THE president of the Supreme Court on Wednesday issued a damning indictment of the justice system and the court infrastructure, which he compared to a third-world country, calling it a disgrace to the country’s capital.
The delays in Cyprus’ judiciary system are unacceptable for a modern EU member state, Supreme Court President Myronas Nikolatos said told MPs, adding that Cyprus ranks worst across the EU in the number of judges proportionate to the population.
Speaking during the House Finance committee which was examining the judicial service budget, Nikolatos said that while the judiciary in Cyprus was independent, impartial and honest, the delays observed in delivering justice were unacceptable and primarily down to lack of staffing due to austerity policies in place since the over the last few years.
Responding to questions on how Cyprus fares compared with other EU countries, Nikolatos told MPs the island is the worst country across the block when it comes to the number of judges in proportion to the population and also the last as far as spending on the judiciary was concerned.
He added that Cyprus ranked “somewhere in the middle” for efficiency in court proceedings.
Nikolatos also went on to say that the district courts were worse than those of third-world countries and “it is a disgrace for the capital of Cyprus to have such buildings.”
During a recent visit there, judges were desperate due to the state of the buildings and how understaffed it is, he said.
The Supreme Court head said that despite attempts by the justice ministry, there was also still no computerised system for Cypriot courts.
Efforts are being undertaken, spearheaded by the justice and finance ministry so that a system of electronic justice and a computerised system can begin operating by the beginning of 2018.
Additionally, civil procedures as they stand at the moment allow for an abuse of the system and a waste of court’s time, Niklatos said. Despite continuous attempts, a suitable group of people with the necessary knowledge and expertise to take on the task of modernising the system surrounding civil procedures has not been found, he added.
Based on what the situation is now, it is necessary to create a second appeals department to allow Supreme Court deal with major constitutional matters, Nikolatos said.
Additionally, there is now a push to create a specialised commercial court and specialised administrative court for matters concerning international protection, including asylum applications.

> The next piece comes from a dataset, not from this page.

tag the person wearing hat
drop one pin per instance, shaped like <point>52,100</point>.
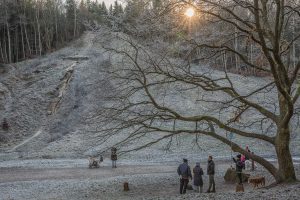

The commercial court would have five judges that would have the same rank as district court president and would either be court presidents or lawyers.
An administrative court, set up over a year ago, has been working very well and is a positive step, Nikolatos added.
Committee chairman, Akel’s Aristos Damianou said that “after the realisation that “we are not doing well at all in the health and education sectors, today we can also realise that we are also not doing well in the sector of delivering justice.”
Not as far as the standard of justice but the speed of it and the problems surrounding the judicial system, he said.
Meanwhile, during the same committee session, Attorney-general Costas Clerides said major reforms would be undertaken with the legal service, which is currently cooperating with Irish experts on preparing on study evaluating the best way to do so.
The aim is that the legal service asserts its independence and autonomy from the state service and practitioners can be equated with judicial staffers and not be hired by the Public Service Commission like all other civil servants.
A draft bill has already been submitted, which the committee chairman Giorgos Georgiou said he had earlier told MPs that the bill should be discussed.
Presenting the budget for his service for 2018, Clerides said the budget was €18.8m compared with last year’s €22m.
The €3m decrease is due to the lowering the budget for compensations and legal costs which is usually done using rough estimates, Clerides said. There is no reason for the budget to be higher and if there is a shortage, a request for more money will be filed accordingly.
Wages are also currently unacceptable, he added, with several employees choosing to progress to the role of judges leaving gaps within the legal service.
Of the 83 positions of state lawyers in the legal service, 31 are still empty however opening up 10 new positions has been approved Clerides said, leaving 41 vacated positions they are trying to fill.
There are also discussions on finding a new building to house the legal service, he added.